Trainees and students should be encouraged to be cautious regarding their interactions with industry and should consider carefully how they wish to conduct such interactions throughout their working lives.

Key points
  • Educational institutions, including universities, colleges and hospitals, should be encouraged to prohibit formal contact between trainees and students and pharmaceutical representatives.

  • Interactions with pharmaceutical sales representatives should be avoided at clinical teaching sites.

  • The general principles that apply to health practitioners should also apply to trainees and students.

Gifts, travel and attendance at meetings

Trainees and students should in general not receive gifts of any kind from industry. This includes medical equipment, food and entertainment, drug samples, travel support and support for student organisations and publications.
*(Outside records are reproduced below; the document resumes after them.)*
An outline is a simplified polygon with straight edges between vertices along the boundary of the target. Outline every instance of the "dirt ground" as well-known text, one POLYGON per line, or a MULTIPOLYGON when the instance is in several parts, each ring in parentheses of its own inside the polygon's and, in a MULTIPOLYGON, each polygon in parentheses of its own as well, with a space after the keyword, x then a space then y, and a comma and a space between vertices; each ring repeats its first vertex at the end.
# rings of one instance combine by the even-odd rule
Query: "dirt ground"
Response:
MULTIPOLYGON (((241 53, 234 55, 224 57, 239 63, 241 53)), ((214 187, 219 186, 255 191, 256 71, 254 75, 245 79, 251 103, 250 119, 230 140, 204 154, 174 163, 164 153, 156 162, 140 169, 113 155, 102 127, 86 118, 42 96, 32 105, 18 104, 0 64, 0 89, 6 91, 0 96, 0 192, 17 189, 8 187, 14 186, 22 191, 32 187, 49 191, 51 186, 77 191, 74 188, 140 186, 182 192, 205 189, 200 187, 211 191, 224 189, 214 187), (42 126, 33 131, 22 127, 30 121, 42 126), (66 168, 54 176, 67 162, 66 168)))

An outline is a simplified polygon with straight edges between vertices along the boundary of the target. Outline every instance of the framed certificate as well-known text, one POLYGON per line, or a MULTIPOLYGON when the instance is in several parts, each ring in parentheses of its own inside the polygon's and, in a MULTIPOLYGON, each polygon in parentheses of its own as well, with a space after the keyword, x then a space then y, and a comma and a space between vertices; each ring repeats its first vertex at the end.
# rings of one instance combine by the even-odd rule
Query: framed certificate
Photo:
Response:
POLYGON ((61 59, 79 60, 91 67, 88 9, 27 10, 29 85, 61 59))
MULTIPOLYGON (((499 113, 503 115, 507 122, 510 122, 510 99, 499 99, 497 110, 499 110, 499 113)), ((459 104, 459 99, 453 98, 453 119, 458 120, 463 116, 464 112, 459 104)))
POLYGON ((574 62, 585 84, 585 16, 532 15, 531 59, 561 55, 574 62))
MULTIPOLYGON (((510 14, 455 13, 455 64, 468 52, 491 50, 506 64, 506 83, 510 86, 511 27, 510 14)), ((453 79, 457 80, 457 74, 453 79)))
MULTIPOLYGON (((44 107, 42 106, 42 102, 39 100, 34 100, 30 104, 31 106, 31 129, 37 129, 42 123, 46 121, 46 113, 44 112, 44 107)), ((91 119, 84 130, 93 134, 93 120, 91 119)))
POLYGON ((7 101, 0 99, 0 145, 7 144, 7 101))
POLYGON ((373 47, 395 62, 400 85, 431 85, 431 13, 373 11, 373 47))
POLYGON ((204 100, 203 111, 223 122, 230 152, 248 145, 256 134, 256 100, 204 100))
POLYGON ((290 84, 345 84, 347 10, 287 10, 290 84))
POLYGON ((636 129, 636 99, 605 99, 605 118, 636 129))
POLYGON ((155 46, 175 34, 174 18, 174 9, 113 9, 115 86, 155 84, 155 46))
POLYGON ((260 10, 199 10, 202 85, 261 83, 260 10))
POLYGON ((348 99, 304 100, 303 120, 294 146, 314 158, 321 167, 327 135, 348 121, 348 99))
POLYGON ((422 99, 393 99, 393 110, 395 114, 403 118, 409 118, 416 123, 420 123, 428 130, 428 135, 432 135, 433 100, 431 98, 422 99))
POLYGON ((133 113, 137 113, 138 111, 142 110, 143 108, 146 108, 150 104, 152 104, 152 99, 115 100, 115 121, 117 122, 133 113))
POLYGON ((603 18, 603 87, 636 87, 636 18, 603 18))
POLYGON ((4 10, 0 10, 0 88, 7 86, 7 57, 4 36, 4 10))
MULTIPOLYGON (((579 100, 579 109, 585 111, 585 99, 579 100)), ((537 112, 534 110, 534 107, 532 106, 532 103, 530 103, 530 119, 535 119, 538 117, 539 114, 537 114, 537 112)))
Hospitals, universities, academic medical institutions and medical centres should not accept pharmaceutical company-funded lectures and meals.

Exceptions include formal grant, award or exchange programs administered through a third party, as these are provided according to clearly stated guidelines and subject to auspice by professional or educational bodies. In cases of uncertainty, an ethics committee may be consulted.

Key point

Gifts from industry should not be offered to students and postgraduate trainees and they should not accept them. Exceptions may include formal grants, awards or exchange programs administered through a third party, with no sponsor involvement in decisions concerning which trainees and students are awarded the grant.

Supervision, mentoring and continuing professional development programs

As discussed here and in Issues affecting health practitioners, continuing educational programs are potentially subject to influence from industry providers in a manner that may distort their content and compromise their educational value.

It is desirable that such programs remain under the supervision of independent, disinterested educators committed primarily to discharging their pedagogical responsibilities. The conditions discussed previously in relation to such programs should be rigorously observed.

Need for specific policies regarding trainees and students

It is recommended that policies be devised by institutions involved in health professional education about ethical issues relevant to trainees and students, postgraduate trainees and their teachers.

Hospitals, universities, academic medical institutions and medical centres may need to give consideration to sponsorship of meetings and grand rounds, and individual practitioners involved in training may need to review their personal approaches to the use of promotional materials. It is important that teachers and mentors provide good examples to trainees and students in their own personal attitudes and behaviours.

Key points
  • Institutions involved in health professional education should develop policies covering sponsorship of meetings and grand rounds and the use of promotional materials.

  • Teachers and mentors should consider the examples they set to trainees and students in their personal attitudes and behaviours.